I had been saving energy so that I could complete the
exercises. So what if I didn’t finish? I was wasting my time doing half-assed reps
with the intention of being able to finish.
I found out that even while attacking, I could do all the reps. And I was getting a better workout. My time is valuable. I don’t say that in an arrogant way, all of
our time is valuable. I’d rather be
playing with my kids, cooking and eating, reading a book or sleeping. That’s just the top of the list. If you are going to be out there, get the max
workout in. Attack that damn hill!!
With my knee bothering me, the first thing I tried to do
was keep up the training. I remember
saying that I’d keep training and manage the pain. It wasn’t working. The pain was crazy intense while working out
and didn’t go away after working out. It
was also almost impossible for me to walk up or down stairs. My second thought to deal with the injury was
to give it rest. The rest worked
somewhat. The pain became less intense
but unfortunately, I don’t have the time to sit around and wait for my knees to
feel better. I got back in the gym and
started doing more elliptical and more weights.
I needed to improve flexibility and strength which the weights and
elliptical did. Sometimes you need to
switch it up. Sitting around and doing
nothing doesn’t always help.
This is a tip for the Back of the Pack folks who are
Run-Walkers like me. I went to the track
to run a bit and started with walking two laps around the track to warm up and
also gather some info. I started my
stopwatch at my first lap and walked around the track the way I would in
everyday life or when I stop running. At
the end of the lap, I looked at my watch and noted the time. For the second lap, I made one simple change:
I constantly reminded myself to Walk Fast.
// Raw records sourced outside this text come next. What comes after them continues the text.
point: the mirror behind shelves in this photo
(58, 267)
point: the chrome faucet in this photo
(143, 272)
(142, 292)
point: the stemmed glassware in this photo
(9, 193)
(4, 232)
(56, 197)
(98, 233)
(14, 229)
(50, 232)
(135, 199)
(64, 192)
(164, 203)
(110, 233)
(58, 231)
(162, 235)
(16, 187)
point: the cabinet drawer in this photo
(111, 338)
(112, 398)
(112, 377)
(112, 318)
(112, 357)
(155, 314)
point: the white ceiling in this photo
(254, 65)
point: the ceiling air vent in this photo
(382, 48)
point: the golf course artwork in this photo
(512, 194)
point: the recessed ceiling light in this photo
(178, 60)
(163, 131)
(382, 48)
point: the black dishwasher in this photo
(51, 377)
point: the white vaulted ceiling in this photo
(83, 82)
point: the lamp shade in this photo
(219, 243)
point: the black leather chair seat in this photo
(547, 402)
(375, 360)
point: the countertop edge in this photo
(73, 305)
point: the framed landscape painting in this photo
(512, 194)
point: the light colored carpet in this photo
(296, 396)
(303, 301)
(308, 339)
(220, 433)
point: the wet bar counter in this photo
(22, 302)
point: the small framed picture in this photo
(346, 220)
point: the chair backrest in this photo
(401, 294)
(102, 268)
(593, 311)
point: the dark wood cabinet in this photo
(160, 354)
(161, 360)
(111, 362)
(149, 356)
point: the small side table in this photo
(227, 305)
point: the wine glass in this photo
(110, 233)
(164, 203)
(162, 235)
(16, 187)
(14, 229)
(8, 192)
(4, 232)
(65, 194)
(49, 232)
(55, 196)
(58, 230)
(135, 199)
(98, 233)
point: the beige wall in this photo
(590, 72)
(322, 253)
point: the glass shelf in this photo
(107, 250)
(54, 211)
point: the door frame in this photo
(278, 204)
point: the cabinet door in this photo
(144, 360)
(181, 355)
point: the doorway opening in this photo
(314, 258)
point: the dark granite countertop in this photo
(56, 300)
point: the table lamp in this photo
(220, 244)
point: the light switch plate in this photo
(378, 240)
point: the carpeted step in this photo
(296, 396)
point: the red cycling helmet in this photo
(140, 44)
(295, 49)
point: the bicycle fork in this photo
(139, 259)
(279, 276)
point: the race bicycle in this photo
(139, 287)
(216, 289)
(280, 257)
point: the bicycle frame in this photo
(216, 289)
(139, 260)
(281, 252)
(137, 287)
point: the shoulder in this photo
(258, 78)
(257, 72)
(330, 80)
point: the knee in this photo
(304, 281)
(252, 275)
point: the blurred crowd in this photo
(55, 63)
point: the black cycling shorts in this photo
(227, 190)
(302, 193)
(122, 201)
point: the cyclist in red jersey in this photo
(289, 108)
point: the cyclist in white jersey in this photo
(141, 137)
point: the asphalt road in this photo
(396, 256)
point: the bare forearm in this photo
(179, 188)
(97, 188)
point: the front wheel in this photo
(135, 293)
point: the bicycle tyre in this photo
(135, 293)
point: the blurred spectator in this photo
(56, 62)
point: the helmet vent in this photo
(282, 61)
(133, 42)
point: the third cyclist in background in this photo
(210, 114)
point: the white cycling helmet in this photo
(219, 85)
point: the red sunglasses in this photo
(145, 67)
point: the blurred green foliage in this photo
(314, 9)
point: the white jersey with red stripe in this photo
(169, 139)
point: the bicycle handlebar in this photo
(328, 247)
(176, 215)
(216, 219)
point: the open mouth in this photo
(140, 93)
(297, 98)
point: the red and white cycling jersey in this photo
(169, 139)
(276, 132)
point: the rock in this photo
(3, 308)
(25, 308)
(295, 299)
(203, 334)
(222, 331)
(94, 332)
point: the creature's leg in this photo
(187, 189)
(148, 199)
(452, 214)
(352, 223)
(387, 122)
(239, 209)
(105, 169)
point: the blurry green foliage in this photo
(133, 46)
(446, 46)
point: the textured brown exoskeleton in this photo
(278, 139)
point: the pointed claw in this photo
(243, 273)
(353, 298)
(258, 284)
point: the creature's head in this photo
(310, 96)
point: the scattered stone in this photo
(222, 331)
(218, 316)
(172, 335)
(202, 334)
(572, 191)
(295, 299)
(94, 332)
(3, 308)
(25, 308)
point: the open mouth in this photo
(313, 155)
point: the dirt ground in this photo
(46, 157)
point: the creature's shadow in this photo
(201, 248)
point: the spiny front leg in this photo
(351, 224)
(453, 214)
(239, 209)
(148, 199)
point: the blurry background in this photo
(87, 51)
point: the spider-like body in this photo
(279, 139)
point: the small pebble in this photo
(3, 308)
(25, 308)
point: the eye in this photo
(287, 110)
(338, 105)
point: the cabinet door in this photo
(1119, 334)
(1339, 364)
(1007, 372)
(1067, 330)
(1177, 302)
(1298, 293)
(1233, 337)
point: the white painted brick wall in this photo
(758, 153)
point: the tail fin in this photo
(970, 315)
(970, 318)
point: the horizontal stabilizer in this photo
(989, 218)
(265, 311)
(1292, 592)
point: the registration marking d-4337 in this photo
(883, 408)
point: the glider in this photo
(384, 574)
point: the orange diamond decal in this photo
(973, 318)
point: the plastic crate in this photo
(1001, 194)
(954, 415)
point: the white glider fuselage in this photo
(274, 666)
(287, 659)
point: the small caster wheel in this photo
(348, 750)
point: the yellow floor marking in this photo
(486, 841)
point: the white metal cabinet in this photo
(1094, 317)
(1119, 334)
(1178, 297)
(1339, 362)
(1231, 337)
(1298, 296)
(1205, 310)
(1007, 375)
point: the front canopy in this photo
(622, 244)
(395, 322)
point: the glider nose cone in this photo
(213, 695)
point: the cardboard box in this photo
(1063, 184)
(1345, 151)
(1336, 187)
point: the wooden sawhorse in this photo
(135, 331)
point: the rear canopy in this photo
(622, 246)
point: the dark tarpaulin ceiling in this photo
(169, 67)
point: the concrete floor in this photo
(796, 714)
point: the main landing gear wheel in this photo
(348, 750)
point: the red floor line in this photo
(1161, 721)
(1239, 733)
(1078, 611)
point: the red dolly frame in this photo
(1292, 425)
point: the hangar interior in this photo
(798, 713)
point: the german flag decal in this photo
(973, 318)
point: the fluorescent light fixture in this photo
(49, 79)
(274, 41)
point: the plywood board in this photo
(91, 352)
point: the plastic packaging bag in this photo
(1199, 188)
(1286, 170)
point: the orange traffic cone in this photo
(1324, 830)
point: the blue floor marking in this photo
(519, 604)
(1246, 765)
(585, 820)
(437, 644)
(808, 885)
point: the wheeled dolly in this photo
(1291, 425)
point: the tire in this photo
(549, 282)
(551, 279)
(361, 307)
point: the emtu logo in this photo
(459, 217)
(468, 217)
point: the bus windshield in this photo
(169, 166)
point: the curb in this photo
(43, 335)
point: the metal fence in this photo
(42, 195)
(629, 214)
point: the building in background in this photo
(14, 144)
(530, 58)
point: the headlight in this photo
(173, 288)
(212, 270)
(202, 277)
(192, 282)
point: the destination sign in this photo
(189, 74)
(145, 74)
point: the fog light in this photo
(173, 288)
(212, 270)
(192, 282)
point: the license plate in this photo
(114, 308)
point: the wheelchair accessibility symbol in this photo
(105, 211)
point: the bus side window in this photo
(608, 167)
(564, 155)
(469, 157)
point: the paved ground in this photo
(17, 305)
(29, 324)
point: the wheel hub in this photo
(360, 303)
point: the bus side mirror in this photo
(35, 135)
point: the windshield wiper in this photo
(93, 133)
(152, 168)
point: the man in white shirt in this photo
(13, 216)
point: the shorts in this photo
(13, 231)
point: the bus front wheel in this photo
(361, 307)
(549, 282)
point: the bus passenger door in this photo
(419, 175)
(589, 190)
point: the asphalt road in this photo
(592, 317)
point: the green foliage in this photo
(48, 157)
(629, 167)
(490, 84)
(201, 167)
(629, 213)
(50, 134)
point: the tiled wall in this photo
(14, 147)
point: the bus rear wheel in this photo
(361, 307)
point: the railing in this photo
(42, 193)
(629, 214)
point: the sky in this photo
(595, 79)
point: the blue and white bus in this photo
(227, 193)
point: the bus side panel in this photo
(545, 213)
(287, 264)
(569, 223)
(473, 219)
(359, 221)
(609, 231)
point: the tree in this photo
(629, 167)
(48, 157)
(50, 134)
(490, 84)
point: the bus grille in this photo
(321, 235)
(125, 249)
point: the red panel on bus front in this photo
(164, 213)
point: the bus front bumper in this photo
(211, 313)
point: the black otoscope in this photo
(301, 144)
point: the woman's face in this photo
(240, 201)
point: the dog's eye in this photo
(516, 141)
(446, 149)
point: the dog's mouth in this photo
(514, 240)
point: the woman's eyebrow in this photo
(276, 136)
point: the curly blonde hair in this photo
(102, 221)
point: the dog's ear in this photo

I focused on what I was doing and kept reminding myself to keep moving. At the end of the second lap, I’d shaved 30
seconds off my lap time. So at your next
race you may be able to knock a bit off your time but staying focused and
reminding yourself to walk fast. More
important though is just staying in the moment and focusing on what you are
doing. Be in the moment.
My last tip for the evening has to do with dieting. If you are Facebook friends with me, you may
have caught my post about how my Weight Tracking App told me that I was a
fatass and would stay that way (actual quote: At this rate, you will never
reach your Target Weight). The scale was
agreeing with it. I was getting
frustrated because I know that I was denying myself of foods that I liked and
the quantity. I started keeping track of
what I was eating which I recommend everyone do. So here’s what I found, my meals were
perfect. What I was doing was I was
finding a bunch of good snacks—and eating too many of them. My company puts out snacks for us to eat and
there is some good stuff in there like 100 calorie bags of Popcorners, Fiber
One Bars and Skinny Cow Bars. So a 100
calorie bag of chips is good as a snack but when you string together 5 separate
100 calorie snacks, you end up with 500 calories. Most of the time when I’m dieting and not
losing weight, I find out that I’ve been eating a lot more than I thought. I call it Gray Area Dieting. You’re eating the right foods, just too much. After I recognized the Gray Area Dieting
issue, I lost 7 pounds in 4 days. Suck
it Weight Tracking App!!!
I’m heading to bed now because 5 Miles is coming bright and early tomorrow morning. I’m particularly excited because my children will be attending their first race for Father’s Day. Happy Father’s Day to all the Dads out there. Attack that Hill!